Monday 16 October 2017

We are all made of stardust but gold, silver and platinum are neutron stardust!

GW170817/GRB170817A/SSS17a was the event many astrophysicists have been waiting for since LIGO made the first detection of gravitational waves in 2015. This time we didn’t just detect the gravitational waves from two merging neutron stars, but have also seen the associated gamma-rays, optical light and radio emission from the possible black hole and from the two exploding stars.

This new discovery shows again the importance of LIGO and VIRGO’s work over decades. The refinement of their highly sensitive work allows us to be able to detect these gravitational waves.

In addition, there have been a large number of dedicated astronomers that have been following up the fading afterglow of the merger. Again showing their practice over many years of following up transient events as quickly as possible have payed off. I offer huge congratulations to everyone that contributed to this stunning discovery. Especially to everyone who wrote and published those papers in the two months since discovery!

Neutron stars are quite different to the black holes that have been detected merging before. They are made of “stuff” so there is material we can see when they do collide. Neutron stars are formed when massive stars (that about 8 times more massive than our Sun) die, in their last gasp these stars crush all the material in their core down into a sphere 10km in radius. This releases a large amount of energy that makes a star explode in a supernova.

If the star was in a binary, and the binary wasn’t destroyed in the two supernovae that much have occurred to make the two neutron stars, then these two neutron stars will slowly orbit closer and closer together as they emit gravitational waves. This can take billions of years until they touch, merge and possibly form a black hole as we’ve seen in GW170817.

We don’t even know the full story yet. The observations are ongoing and only in the coming months and years will we really begin to fully understand how exciting this object is.
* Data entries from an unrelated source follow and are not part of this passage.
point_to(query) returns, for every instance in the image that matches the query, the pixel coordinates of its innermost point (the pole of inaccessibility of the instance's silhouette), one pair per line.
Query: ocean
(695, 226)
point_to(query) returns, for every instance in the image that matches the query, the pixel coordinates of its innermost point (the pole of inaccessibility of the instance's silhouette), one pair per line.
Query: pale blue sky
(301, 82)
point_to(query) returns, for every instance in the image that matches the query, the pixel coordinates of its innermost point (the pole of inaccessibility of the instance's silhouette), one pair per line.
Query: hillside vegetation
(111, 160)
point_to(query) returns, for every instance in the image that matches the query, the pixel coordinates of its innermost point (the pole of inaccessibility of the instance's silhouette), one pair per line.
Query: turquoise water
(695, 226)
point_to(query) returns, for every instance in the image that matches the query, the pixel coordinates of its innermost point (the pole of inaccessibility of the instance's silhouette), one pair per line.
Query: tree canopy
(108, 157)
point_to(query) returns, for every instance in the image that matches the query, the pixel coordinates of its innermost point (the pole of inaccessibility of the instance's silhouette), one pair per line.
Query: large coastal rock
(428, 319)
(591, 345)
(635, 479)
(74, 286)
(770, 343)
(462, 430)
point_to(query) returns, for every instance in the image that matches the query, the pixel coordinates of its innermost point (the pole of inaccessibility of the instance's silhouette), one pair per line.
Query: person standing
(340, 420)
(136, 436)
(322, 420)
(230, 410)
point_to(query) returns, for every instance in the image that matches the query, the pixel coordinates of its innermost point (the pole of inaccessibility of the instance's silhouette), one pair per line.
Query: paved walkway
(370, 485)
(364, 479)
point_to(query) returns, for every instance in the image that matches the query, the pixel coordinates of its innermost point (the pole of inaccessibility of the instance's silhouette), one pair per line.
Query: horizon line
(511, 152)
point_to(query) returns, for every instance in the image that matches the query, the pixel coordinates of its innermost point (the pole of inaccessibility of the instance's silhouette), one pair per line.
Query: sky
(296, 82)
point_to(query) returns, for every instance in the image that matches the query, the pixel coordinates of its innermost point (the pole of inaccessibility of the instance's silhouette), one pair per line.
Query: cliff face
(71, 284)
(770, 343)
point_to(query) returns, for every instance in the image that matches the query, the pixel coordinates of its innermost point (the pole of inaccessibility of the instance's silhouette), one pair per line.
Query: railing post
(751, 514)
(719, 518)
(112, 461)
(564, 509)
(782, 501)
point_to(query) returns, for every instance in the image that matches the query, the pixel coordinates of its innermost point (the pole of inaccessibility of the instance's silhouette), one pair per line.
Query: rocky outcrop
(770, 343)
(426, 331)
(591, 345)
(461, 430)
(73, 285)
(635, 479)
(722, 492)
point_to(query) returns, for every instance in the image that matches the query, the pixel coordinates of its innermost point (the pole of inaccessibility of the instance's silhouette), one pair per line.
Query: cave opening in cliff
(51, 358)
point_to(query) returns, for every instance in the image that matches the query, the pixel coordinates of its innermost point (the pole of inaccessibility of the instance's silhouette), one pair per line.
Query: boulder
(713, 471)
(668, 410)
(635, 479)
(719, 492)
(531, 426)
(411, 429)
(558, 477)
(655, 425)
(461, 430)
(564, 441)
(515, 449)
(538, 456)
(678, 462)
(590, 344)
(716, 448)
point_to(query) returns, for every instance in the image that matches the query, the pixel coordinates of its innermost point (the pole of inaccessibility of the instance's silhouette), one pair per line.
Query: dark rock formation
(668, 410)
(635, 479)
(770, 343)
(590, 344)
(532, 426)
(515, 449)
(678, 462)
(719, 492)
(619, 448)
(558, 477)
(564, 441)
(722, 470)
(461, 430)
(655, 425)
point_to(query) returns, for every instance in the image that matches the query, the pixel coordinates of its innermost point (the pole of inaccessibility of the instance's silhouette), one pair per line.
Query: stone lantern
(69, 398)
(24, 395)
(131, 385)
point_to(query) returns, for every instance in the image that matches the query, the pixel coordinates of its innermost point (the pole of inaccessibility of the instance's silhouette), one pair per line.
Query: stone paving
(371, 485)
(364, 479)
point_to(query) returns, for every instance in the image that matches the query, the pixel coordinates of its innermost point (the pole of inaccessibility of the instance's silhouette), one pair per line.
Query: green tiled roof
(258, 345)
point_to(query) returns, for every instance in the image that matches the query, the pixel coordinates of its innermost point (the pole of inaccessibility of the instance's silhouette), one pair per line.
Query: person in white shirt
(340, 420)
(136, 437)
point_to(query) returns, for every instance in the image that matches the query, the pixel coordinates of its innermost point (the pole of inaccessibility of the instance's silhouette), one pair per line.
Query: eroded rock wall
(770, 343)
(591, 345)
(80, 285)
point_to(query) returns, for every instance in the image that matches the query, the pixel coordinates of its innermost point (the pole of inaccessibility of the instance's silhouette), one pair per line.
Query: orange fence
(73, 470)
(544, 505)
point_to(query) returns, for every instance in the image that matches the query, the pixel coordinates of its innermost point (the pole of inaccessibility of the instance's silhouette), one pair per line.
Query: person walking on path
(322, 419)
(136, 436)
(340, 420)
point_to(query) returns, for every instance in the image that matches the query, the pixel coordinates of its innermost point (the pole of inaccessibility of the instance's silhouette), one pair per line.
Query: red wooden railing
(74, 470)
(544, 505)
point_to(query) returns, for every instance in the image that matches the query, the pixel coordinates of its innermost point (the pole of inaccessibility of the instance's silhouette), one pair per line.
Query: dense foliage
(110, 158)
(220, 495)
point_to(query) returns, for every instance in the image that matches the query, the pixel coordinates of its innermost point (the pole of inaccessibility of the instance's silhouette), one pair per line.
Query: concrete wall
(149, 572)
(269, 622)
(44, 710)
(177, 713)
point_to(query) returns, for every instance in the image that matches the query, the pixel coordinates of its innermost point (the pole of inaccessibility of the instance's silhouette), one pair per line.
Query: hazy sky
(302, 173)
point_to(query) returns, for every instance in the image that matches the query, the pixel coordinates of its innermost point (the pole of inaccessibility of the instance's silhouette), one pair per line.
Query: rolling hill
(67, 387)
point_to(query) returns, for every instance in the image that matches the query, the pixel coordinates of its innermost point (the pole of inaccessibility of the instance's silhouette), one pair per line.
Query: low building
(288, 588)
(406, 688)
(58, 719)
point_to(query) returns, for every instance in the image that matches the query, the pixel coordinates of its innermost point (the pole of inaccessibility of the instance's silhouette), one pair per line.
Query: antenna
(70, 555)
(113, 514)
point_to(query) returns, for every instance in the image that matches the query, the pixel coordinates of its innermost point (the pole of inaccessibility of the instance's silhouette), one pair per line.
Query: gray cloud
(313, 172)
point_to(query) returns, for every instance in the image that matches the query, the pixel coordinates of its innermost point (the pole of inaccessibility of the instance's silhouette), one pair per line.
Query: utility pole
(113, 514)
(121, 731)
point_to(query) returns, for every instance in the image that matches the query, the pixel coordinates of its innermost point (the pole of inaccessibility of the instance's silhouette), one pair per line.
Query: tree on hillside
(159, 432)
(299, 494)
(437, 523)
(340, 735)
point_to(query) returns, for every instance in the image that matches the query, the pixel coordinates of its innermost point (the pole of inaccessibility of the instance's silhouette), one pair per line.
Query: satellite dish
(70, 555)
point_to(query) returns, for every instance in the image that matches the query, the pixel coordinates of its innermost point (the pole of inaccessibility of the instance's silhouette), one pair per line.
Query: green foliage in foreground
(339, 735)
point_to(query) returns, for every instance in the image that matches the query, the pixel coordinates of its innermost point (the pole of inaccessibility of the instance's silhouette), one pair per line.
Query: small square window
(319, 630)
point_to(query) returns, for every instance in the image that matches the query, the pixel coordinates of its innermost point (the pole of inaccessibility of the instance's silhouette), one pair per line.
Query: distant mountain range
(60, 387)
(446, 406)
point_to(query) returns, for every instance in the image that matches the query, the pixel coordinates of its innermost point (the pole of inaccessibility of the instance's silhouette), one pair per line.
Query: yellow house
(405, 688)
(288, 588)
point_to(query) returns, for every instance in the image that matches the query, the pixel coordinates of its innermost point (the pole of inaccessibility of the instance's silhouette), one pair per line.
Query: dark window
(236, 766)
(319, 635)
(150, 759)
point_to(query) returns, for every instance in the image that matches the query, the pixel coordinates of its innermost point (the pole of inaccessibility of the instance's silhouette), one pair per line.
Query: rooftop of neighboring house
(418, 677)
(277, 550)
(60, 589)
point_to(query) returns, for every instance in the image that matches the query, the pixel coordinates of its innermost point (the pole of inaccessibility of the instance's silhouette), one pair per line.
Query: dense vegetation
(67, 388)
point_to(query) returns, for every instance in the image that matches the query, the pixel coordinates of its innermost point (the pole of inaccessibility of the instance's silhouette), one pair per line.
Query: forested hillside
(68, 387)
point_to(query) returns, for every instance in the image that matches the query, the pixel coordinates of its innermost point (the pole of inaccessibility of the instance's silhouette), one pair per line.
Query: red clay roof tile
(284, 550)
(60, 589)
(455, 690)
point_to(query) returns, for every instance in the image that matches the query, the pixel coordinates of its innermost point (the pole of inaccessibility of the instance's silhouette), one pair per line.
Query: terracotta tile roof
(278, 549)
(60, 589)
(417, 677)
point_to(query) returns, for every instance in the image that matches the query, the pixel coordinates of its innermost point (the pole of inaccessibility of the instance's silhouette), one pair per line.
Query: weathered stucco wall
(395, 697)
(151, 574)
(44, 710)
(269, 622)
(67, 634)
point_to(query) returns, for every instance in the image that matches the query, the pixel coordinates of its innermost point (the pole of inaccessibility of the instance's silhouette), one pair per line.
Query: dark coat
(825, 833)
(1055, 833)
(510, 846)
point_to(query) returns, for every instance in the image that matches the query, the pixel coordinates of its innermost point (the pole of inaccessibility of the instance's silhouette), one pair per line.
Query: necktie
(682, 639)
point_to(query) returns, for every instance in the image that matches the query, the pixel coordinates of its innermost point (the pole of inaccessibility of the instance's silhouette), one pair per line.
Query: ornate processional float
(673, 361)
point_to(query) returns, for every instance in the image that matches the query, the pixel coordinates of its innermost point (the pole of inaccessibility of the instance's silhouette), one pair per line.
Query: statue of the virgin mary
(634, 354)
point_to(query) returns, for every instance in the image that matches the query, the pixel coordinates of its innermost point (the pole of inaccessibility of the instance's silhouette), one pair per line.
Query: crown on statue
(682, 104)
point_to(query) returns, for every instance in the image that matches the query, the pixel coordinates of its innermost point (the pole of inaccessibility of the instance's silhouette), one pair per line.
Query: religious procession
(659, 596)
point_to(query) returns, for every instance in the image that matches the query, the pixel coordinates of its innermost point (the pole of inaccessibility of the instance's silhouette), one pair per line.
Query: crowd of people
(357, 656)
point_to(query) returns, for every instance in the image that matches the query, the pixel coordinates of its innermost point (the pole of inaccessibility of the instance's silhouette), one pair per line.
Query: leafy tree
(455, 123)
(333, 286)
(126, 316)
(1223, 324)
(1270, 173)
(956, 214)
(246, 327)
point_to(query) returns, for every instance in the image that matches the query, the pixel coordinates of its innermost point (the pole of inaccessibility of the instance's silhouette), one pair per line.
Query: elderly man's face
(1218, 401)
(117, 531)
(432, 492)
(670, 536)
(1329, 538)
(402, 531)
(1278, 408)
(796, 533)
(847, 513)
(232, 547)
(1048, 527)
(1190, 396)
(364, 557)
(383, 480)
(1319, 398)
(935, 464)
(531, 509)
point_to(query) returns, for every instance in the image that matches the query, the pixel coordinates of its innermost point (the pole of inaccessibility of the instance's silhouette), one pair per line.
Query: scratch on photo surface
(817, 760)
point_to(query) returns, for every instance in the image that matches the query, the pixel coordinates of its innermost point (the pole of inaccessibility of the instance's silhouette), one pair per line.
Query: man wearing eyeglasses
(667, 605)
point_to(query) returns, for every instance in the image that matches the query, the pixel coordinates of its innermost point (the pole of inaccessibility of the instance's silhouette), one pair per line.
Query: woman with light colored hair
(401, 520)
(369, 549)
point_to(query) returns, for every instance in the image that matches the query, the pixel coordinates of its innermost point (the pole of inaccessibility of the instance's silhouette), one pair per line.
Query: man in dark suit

The fact that we have so much information from so many different sources will allow us to piece together in a way we have never been able to before. It’s going to take a lot of time and a lot of effort!

This event alone has already answered questions on the nature and structure or neutron stars and confirms that merging neutron stars look like we’ve always expected them to, as a short gamma-ray burst and a type of explosion called a “kilonova”.

A short gamma-ray burst is a highly energetic burst of gamma-rays that have the same apparent energy as entire exploding star but spaced over a few seconds. While a kilonova is the explosion powered by the collision, making new heavy elements that are ejected extremely fast, some maybe at close to the speed of light!

The observations of the kilonova, the explosive afterglow, also confirms something else. In the explosion we have seen evidence for large amount of heavy elements. These events mostly create elements such as gold, silver and platinum. In this event it’s likely that 100s or 1000s of Earth masses of gold and other elements were made. If the rate of neutron stars mergers is as high as we now think, these dying stars are now the source of most of these elements in the Universe.
We’re all made of stardust, but gold, silver and platinum are made of neutron stardust!

One funny thought is that in a Doctor Who story called “Revenge of the Cybermen”, there was a planet called “Voga” that was made entirely of gold. Since this is the one element that is lethal to the Cybermen they attempted to destroy the planet. Now after the observations around this event we know that solid-gold planets are not as unlikely as we might have thought before!

Researchers in NZ have not played a role in the detection of this event but we are highly interested in gravitational waves. For example, at the University of Auckland Assoc. Prof. Renate Meyer has worked on the problem of extracting the faint gravitational waves signals from the much larger terrestrial signals that jostle the instrument, a problem that is like trying to hear a whispered conversation in a noisy room.

While in my own group two students PhD student John Bray and MSc student Petra Tang are both working to predict from models what the rate of these events should be, this event is showing that our models need to be improved to match the high rate of such mergers we now expect in the Universe.
The problem comes down to this, for two neutron stars to merge, the binary must have survived two supernovae, these are extremely destructive events. The stars musts also have remained close enough that the two stars only took a few days to orbit around one another. Otherwise the Universe is not old enough for the stars to merge via gravitational radiation. Modelling these in population synthesis depends on many uncertain bits of physics, but now merging neutron stars and black holes will give us a new tool to constrain the evolution of stars. That’s what makes me most excited!